New assay platform detects largest number of known biotoxins simultaneously
05 Jan 2015
The largest panel of biotoxins to be simultaneously detected to date has been achieved using an assay platform developed by scientists at Pacific Northwest National Laboratory. The enzyme-linked immunosorbent assay (ELISA) microarray simultaneously detected 10 plant and microbial toxins in buffer and clinical and environmental samples. These included ricin, botulinum neurotoxins (BoNT), shiga (STX), and staphylococcal enterotoxin B (SEB). Previously, the largest number of toxins to be simultaneously detected has been six.
"Most assays to detect toxins target one or two toxins at a time, at best. In the event of a bioterrorist attack, it may not be obvious which agent was released, although this knowledge is critical for delivering appropriate medical treatment," said Dr. Susan Varnum, a biologist at PNNL who led the study, which appears in Analyst.
"There's a pressing need for assays that analyze multiple toxins simultaneously so that in case of exposure, differentiation of multiple biothreat toxins can occur early enough for appropriate care to be given," Varnum added.
ELISAs are widely used to detect the presence of a single antigen-or biomarker-in biological samples. This new microarray ELISA platform allows the highly sensitive detection of up to 50 antigens simultaneously. Typically, commercially available antibodies are used in the development of these assays. However, to differentiate among six closely related BoNT serotypes, the scientists used high-affinity reagents generated in the laboratory of Dr. James Marks, University of California, San Francisco School of Medicine. The new, highly sensitive assay design developed by PNNL is rapid, specific, and simple enough for easy adoption by other research groups.

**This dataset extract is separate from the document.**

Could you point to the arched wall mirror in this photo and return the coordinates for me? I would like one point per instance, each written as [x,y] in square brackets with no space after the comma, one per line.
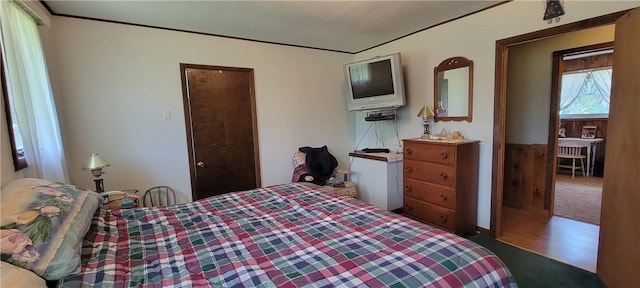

Protein toxins are considered to be potential biological threat agents because of their extreme toxicity, widespread availability, and ease of use. Biothreat toxins have been stockpiled for bioweapon use and even used in previous bioterrorism events. To treat exposure to these toxins, sensitive and specific detection systems that can quickly identify multiple biothreat toxins are needed. The new assay platform affords simultaneous detection of 10 biothreat toxins simultaneously in a diverse range of clinical and environmental samples, including blood, saliva, urine, stool, milk, and apple juice.
The research team based their diagnostic assay on the antibody microarray approach. Antibody protein microarrays are miniaturized, solid-phase analytical assays for the detection of many proteins in parallel. This approach uses an array of high-affinity capture reagents, or antibodies, immobilized on a glass slide. These spatially arrayed antibodies bind a specific antigen from a sample added to the array. A second, labeled antibody that recognizes the same antigen as the first antibody then is used for detection to form a "sandwich" assay. This sandwich approach favors specificity in analyte detection.
The assay not only sensitively detected the biotoxins in buffer but also in complex clinical and environmental matrices at levels in the low picogram per mL-1 range and with a minimal sample volume of 20 microliters. The multiplex ELISA-based protein antibody microarray developed at PNNL demonstrates an excellent assay that can achieve some of the lowest detection limits and maintain sensitivity below the reported median lethal dose (LD50) in a wide range of biological fluids.